Lettre à Alice Coffin (qui veut éliminer les hommes de nos esprits) [par Jean-Paul Pelras]

Madame,
du fin fond de ces Pyrénées où je gîte, je consulte l’information du moment avec, je dois l’avouer, une circonspection de plus en plus prégnante. En effet après celui qui veut supprimer les sapins de Noël, celui qui ne veut plus entendre parler du Tour de France et, entre autres agitateurs agités, ceux qui veulent nous imposer le régime végan, voilà que vous nous proposez, non sans passion et véhémence, d’éliminer les hommes.
Vaste programme qui concernerait à la louche environ 4 milliards d’individus et verrait le dernier de nos semblables disparaître à l’aune des années 2130, probablement bouffé par une horde de bêtes sauvages. À moins que la “castration”, dont vous semblez défendre la thèse, soit également étendue au règne animal. Dans ce cas précis, c’est aux petites algues bleues du début que nous retournerions in petto pour que votre implacable justice soit enfin rendue. Dans votre dernier livre (pourvu qu’il le soit) vous dites ne plus regarder les films tournés par des hommes, ne plus écouter leur musique. Tout comme votre propos se borne à énumérer la plupart des domaines où, selon vous, monsieur est majoritairement représenté.

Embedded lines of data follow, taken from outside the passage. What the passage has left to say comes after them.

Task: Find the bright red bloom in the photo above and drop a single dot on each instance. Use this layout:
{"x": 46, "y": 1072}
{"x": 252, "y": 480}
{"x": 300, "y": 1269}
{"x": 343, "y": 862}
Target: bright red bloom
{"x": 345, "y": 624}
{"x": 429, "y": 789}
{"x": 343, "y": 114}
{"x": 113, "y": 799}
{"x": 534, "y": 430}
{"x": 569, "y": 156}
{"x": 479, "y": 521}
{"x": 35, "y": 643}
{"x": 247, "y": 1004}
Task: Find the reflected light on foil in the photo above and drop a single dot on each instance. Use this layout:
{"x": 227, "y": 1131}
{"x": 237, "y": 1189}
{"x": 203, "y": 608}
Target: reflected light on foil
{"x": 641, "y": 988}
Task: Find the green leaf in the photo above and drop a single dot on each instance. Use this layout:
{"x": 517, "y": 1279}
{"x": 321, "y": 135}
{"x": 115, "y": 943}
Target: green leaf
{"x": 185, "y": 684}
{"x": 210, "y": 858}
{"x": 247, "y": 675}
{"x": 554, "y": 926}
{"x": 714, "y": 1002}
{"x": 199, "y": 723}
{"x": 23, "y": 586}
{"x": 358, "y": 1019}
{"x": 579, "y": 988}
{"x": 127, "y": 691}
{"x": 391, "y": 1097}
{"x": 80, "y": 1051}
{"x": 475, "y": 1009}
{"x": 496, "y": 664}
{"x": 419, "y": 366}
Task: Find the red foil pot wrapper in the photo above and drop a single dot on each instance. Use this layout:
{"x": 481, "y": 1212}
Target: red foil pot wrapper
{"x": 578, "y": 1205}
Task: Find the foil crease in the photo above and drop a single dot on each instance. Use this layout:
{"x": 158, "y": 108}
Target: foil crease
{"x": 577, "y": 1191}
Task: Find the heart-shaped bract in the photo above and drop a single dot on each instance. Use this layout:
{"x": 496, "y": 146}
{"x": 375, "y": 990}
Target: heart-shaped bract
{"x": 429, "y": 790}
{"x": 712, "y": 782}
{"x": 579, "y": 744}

Vous dites même, permettez cette délicate citation : “Les productions des hommes sont le prolongement d’un système de domination”. En assumant la promotion de votre misandrie dans l’entre soi de ces relais d’opinions qui sont à Lutèce ce que l’aligot est sur l’Aubrac, autrement dit une purée qui file tant qu’elle est chaude (la saveur et la convivialité en moins), vous entretenez le lacis d’une certaine radicalité. Vous êtes à l’affut du moindre mal dont seraient capables ceux qui sont malheureusement équipés d’attributs différents des vôtres.

Dans cette arche sans zizis…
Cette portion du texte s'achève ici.